Starring: Naomi Watts, Naveen Andrews, Geraldine James, Juliet Stevenson, Cas Anvar (Rated M – 113 min).
Despite what I say as a movie analyst, people will see Diana for curiosity value alone. Not a complete biography, rather a focus on the period of life after Princess Diana was still married to, but separated from Prince Charles, followed by her romance with a Pakistani heart surgeon in London then leading up to the car crash and sad demise in France.

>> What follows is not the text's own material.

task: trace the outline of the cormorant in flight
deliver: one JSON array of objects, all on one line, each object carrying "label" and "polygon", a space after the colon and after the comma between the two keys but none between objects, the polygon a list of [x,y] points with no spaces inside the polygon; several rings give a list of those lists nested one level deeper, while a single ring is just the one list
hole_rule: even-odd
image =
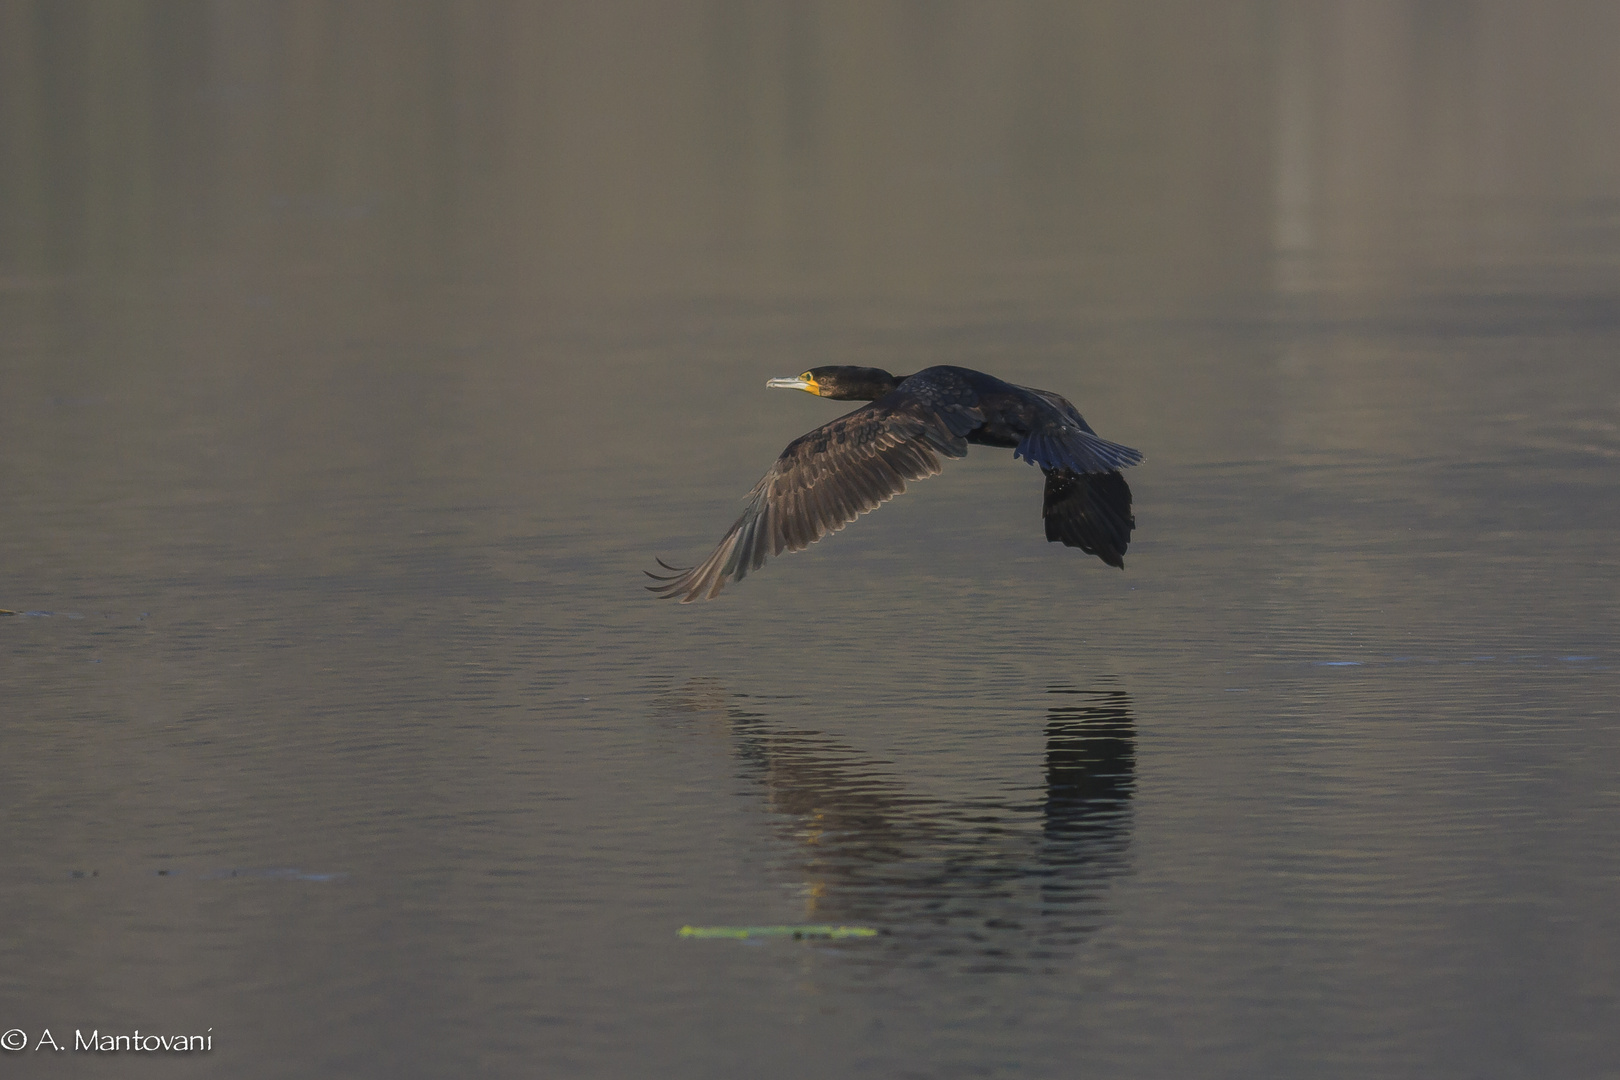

Viewers beware: this is a very average movie made watchable by Australian actress Naomi Watts (dual Oscar nominee for Mullholland Drive, The Impossible) who was actually second choice for the role after fast rising star Jessica Chastain (Zero Dark Thirty) had to pull out for scheduling conflicts. However, I am grateful Naomi accepted the challenge, if it wasn’t for her participation and obvious dedication, Diana would simply rival a mere made for television midday matinee. The mannerisms, voice, walk and overall expressional look of Lady Di is recreated to perfection by Watts, who tries extremely hard reciting the words of a truly atrocious script. Frequent unintentional comedy filter through scene after scene where serious moments are meant to be. The ridiculous dialogue is uncomfortably bad.
Sparks fly after Diana meets a laid back Doctor during one of her good Samaritan hospital visits, they continue a torrid, secret affair which isn’t, as one would assume, all smooth going. Not since The English Patient has Naveen Andrews been so boring. His portrayal of the junk food loving and dedicated smoker Dr Hasnet Khan is a continuous embarrassment. It doesn’t help that the character is a total jerk who doesn’t know how lucky he is. At times he seems aloof the world adores his girlfriend, continuously ridiculing their privacy restrictions. They are in love, she feels unlike a Princess and more like a real person, but the relationship goes awry after many hurdles.
An incredible show of strength, loved the world over, Diana’s humanitarian work in third world countries and campaigning for a peaceful existence is elaborated successfully. These are the most interesting aspects of the story. Moving on (if the audience is still awake), the inevitable introduction to entrepreneur Dodi Fayed is slight, but does look at the deliberately orchestrated photo opportunities on a yacht Diana herself tipped off to the paparazzi.
As this is inspired by, not based on, the book ‘Her Last Love’ from author Kate Snell, wondering how much of the movie is real will become a problem. The costume gowns and swimsuits of the era are another rare asset in this stumbling movie, Naomi Watts is a revelation as Lady Di and really the only reason to watch it.